Interpreting the first 3 years of my research journey. Part 2.

In 2009 I not only completed the remainder of the research modules I had to do, I worked with the university’s web team to create a web space as the tool for gathering men’s stories. By this time the shape of my project was changing relatively dramatically. By the beginning of the new year I had dropped what had originally been a major component of my original proposal, the ‘emotional intelligence’ angle on the research. Rather than making a straight assumption that a lack of EI was directly responsible for the development of an eating disorder, I was taking a much broader view – that I was open for exploring what men themselves felt led to the development of disordered eating.

I was strongly committed to a project that would not use the previous literature as an assumption base – it would actively inform the work that was to happen once I’d collected stories. The website to do this collection was certainly taking some time to put together, CMS was easy enough to use (but still represented a steep learning curve for someone like me who had not really even thought about making websites before even though I used them work plenty enough) but making the decisions about what to include on the site, piloting and testing it, having people check it, writing participant briefings and consent forms was all difficult fitting into part-time study hours.

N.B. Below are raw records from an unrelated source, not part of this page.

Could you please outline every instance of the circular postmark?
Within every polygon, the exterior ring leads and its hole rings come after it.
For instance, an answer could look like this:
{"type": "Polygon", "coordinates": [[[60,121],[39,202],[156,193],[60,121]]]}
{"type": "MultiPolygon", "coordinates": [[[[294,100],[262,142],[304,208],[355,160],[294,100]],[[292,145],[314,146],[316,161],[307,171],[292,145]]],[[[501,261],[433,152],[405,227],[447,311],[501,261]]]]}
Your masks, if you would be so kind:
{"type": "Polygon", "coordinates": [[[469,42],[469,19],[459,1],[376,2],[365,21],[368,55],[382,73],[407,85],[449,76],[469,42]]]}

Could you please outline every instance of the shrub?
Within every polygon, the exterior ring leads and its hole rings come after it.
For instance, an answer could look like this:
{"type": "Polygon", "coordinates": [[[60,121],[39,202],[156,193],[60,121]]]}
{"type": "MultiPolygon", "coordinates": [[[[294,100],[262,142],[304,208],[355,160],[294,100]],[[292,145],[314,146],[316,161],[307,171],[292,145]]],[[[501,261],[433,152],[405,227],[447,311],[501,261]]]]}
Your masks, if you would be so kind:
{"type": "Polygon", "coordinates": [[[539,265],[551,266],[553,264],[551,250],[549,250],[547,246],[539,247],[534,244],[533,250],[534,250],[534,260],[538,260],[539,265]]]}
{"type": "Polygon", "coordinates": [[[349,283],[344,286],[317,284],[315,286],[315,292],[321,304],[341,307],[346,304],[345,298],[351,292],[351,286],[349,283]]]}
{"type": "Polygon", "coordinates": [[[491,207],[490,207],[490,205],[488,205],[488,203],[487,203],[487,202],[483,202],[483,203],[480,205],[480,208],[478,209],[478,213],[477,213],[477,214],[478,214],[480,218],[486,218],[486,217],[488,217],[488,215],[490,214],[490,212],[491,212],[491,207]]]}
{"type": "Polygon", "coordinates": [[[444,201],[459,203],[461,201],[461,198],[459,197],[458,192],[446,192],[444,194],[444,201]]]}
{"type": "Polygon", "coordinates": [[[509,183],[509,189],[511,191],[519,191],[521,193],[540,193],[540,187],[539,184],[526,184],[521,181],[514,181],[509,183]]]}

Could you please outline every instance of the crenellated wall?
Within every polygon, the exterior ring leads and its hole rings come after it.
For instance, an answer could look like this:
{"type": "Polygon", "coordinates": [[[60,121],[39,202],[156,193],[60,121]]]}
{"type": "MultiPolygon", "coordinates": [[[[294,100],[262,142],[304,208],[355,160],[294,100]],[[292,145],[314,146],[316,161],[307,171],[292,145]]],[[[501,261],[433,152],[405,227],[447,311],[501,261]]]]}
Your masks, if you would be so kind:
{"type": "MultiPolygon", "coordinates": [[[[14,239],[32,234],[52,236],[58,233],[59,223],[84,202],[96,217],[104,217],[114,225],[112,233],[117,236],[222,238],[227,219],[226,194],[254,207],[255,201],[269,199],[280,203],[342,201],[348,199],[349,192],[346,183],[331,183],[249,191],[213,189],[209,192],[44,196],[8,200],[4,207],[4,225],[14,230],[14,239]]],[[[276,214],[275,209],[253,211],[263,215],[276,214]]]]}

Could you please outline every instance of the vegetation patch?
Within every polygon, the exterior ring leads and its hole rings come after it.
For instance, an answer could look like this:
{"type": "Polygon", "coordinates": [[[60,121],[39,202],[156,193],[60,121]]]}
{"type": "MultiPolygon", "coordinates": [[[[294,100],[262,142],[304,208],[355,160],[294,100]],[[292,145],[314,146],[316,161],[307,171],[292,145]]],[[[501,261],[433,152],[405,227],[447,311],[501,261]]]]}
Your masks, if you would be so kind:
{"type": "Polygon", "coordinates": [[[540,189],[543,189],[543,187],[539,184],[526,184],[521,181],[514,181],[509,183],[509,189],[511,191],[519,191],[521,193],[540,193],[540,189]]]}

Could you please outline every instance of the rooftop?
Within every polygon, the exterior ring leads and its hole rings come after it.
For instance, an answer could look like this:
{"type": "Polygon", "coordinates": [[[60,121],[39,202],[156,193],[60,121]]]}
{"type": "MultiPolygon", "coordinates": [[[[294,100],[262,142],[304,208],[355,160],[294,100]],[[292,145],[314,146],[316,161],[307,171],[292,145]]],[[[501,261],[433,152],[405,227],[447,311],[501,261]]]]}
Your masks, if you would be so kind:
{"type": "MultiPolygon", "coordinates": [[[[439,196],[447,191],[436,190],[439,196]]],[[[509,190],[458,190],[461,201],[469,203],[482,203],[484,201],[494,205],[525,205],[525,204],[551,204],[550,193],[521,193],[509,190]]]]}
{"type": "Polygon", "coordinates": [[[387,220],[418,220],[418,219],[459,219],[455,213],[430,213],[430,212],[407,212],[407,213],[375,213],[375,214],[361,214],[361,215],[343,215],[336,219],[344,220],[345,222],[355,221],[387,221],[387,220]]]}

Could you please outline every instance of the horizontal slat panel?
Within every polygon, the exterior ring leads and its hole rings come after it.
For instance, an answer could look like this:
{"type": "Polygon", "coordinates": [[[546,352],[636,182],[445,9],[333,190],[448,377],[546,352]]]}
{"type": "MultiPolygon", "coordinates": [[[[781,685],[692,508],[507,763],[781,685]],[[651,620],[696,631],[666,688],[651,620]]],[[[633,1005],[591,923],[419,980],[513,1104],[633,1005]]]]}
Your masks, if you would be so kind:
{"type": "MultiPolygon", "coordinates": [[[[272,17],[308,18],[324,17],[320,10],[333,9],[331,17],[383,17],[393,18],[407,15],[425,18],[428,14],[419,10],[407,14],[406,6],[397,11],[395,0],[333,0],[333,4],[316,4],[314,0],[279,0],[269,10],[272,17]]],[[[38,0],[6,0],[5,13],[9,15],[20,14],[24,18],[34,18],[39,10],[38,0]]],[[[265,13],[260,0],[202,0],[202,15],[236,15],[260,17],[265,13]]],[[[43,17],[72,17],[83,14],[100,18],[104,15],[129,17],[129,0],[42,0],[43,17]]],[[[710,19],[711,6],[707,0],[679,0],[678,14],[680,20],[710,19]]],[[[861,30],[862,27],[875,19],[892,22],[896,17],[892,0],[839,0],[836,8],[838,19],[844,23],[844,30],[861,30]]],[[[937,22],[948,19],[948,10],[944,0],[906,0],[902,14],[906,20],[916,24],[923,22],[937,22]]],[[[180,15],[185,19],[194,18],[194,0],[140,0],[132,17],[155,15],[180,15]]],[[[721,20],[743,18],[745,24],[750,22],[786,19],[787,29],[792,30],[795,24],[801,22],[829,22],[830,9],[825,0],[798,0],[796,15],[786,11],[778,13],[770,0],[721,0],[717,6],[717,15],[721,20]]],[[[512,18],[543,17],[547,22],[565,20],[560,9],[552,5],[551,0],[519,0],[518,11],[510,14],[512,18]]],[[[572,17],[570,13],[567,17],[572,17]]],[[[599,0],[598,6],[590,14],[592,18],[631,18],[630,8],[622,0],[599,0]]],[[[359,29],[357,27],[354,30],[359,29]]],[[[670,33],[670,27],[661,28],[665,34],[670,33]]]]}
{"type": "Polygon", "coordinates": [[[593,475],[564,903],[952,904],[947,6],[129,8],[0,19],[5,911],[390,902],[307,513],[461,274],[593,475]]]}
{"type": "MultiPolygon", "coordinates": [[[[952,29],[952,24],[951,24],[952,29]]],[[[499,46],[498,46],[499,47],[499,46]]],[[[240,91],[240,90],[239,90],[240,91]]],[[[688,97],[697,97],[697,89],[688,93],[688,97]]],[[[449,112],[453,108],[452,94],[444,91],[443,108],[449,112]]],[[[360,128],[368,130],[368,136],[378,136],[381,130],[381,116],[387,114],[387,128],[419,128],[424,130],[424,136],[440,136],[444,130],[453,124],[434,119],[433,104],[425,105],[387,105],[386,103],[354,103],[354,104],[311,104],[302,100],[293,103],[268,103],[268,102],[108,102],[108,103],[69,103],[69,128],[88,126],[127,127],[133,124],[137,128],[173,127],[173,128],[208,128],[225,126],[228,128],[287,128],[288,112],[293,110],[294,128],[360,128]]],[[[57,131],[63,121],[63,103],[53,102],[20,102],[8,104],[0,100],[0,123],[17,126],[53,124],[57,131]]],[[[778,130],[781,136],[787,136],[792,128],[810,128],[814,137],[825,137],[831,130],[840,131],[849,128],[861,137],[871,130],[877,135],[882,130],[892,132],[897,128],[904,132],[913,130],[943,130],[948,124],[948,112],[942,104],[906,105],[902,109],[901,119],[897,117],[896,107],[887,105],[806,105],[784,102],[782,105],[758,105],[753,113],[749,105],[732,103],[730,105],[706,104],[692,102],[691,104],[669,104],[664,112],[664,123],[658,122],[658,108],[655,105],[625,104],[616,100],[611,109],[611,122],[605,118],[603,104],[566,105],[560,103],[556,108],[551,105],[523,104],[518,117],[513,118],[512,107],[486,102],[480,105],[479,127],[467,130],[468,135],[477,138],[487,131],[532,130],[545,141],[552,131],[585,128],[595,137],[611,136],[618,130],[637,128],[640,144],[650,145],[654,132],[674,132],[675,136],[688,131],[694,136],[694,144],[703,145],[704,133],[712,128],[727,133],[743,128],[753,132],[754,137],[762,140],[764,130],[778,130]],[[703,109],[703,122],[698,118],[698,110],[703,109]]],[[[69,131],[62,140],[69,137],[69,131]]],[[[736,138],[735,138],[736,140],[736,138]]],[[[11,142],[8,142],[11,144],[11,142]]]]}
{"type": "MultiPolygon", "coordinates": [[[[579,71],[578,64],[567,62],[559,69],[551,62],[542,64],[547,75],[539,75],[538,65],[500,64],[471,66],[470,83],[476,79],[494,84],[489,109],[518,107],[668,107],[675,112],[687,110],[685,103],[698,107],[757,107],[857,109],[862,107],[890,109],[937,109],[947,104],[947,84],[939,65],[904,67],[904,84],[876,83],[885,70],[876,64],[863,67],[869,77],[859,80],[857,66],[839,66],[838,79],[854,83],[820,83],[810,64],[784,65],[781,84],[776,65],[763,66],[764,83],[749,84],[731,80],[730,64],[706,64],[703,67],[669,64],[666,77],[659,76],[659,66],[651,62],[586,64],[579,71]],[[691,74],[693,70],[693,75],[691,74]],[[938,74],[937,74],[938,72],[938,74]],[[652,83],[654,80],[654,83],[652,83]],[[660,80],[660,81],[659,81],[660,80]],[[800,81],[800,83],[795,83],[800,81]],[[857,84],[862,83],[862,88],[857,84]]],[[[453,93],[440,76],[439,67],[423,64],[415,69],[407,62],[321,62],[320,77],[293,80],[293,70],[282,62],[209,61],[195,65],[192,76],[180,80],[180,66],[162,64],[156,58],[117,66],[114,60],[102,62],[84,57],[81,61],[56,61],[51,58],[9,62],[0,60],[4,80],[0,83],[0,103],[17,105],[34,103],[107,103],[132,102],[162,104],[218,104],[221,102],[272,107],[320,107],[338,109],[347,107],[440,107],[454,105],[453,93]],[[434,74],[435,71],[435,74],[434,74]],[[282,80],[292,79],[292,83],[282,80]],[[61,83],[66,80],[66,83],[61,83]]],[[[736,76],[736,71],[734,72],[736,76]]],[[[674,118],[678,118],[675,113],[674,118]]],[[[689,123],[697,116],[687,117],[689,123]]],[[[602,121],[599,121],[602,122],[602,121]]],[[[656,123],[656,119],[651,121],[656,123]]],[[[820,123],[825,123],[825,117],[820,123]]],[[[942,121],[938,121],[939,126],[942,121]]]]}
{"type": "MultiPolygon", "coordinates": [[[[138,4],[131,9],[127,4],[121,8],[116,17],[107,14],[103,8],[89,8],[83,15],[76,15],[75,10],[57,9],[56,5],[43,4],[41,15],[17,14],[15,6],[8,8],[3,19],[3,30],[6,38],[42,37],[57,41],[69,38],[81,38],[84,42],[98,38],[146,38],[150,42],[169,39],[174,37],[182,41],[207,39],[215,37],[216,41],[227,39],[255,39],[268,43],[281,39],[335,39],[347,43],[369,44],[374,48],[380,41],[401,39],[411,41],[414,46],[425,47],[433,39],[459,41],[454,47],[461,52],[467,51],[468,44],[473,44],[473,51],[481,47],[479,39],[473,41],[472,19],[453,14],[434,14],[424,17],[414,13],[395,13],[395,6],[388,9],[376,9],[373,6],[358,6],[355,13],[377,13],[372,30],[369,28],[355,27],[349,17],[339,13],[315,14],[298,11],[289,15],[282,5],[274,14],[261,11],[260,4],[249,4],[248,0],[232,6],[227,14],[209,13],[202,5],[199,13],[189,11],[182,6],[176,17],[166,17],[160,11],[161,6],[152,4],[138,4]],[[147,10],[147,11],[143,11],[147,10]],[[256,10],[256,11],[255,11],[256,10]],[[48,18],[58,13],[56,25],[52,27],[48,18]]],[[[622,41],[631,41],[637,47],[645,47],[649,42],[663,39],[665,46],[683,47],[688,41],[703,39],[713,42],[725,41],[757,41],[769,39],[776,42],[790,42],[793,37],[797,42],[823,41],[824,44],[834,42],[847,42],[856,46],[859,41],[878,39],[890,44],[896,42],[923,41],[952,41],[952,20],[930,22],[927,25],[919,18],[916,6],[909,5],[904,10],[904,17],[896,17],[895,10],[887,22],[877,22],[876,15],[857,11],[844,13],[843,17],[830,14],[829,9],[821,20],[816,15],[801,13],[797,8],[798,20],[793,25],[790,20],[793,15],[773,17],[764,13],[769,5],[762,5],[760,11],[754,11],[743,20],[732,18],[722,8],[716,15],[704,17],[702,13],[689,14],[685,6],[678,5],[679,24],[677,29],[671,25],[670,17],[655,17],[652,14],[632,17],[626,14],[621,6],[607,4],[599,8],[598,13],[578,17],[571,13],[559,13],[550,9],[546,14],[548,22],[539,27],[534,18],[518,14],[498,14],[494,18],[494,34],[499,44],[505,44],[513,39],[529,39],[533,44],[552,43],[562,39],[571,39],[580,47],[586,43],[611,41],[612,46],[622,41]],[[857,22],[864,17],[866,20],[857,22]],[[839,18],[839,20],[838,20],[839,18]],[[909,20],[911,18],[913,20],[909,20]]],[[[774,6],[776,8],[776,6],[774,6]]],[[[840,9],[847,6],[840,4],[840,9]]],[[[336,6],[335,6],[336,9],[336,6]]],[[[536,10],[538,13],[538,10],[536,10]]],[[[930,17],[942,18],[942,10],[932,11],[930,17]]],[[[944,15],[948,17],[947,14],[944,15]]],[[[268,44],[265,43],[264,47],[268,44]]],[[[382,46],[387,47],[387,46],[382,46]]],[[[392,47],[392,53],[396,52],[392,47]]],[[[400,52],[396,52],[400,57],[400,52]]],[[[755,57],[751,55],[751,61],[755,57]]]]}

These were the activities, along with the remainder of the taught modules that occupied most of my time during this year, along with two other key elements. These were methodologies reading to hone the design of the research study and completing all of the information and documents to make sure that my project received ethical approval. In terms of methodology, I was trying to find a ‘version’ of men’s stories I could work with and also trying to get my head around the plethora of philosophies and epistemological positions that proliferate in social research. I looked at discursive psychology, discourse analysis, narrative enquiry, memory work, phenomenology, interpretive phenomenological analysis, well, and many more. I looked at software packages such as Nvivo and SPSS to make decisions around ‘what do I do if I need to code?’ The explorations for answers went far and wide – I read way too much – as in, I wasn’t focused enough at times, just because I was vaguely interested in things I was reading and note-taking stuff that, with hindsight did help in the rounded formation of decisions, but did not even make it anywhere near the resulting research design.

For starters, I read a load of philosophy stuff that I had found in the first year but had ultimately skirted around. Although I feel like a read too broadly, and at times only succeeded in confusing myself, it was thanks to this wide spectrum of ideas-searching that I found hermeneutics – it’s as if I was looking for what was at the root of all this mish-mash spider’s web of research. Ultimately I went back to what were, arguably, the very beginnings of scientific scholarship. I also found, near the end of the year the seed that was to grow into something which dominated the remainder of this year and into 2010: bricolage. I’ll come back to this later. I began to write my transfer paper and got myself in such a bind that ‘I didn’t know what I was talking about’. I was trying to turn myself into a methodology expert, as if I had to know everything there was to know about different qualitative ways of designing research. I spent ages just trying to fathom out what ‘research design’ meant for me, as the tutor on the methods course had simply not offered any useful explanations and some of the antiquated books that were on the reading list were not informative or current.

The ethical approval stage had been submitted by December 2009. I found it hard work – which I understand it has to be – someone has to be putting researchers through their paces to make sure that they are not doing irresponsible research or treating people poorly in the name of furthering knowledge. What I found so tricky was getting sustained time to be able to work on the documents that they required and my responses to the questions on the form. It was incredibly useful, though. For starters it gave a clear idea of what the overall key ethical elements were that all projects had to satisfy, irrespective of the nature of the project – qualitative or quantitative, beginner or big-money research funding. I found that a real eye-opener and it gave me some form and structure to all of my notes, info and thinking I’d drawn from the ethics books and articles I’d been reading.

It was so nerve-wracking sending the forms and supporting documents off – the idea that they would be returned stamped with some sort of ‘rejected’ was constantly on my mind. Most of the autumn had been given over to this and the work on my transfer paper stalled dreadfully – I just couldn’t handle having two things sent off together that might both be wrong. I had shown my ethics form to someone I trusted who pointed out numerous things to change or add to, which was good, but also difficult to do – it meant that it wasn’t ‘perfect’ and that there was a chance that someone might decide that I simply did not come up to scratch or that what I had decided to do was not sound enough. I enjoyed my Christmas but there was a constant niggle in the back of my mind that I hadn’t mulled over the ethical stuff enough, almost discounting that I had spent 2 years reading and thinking about this stuff.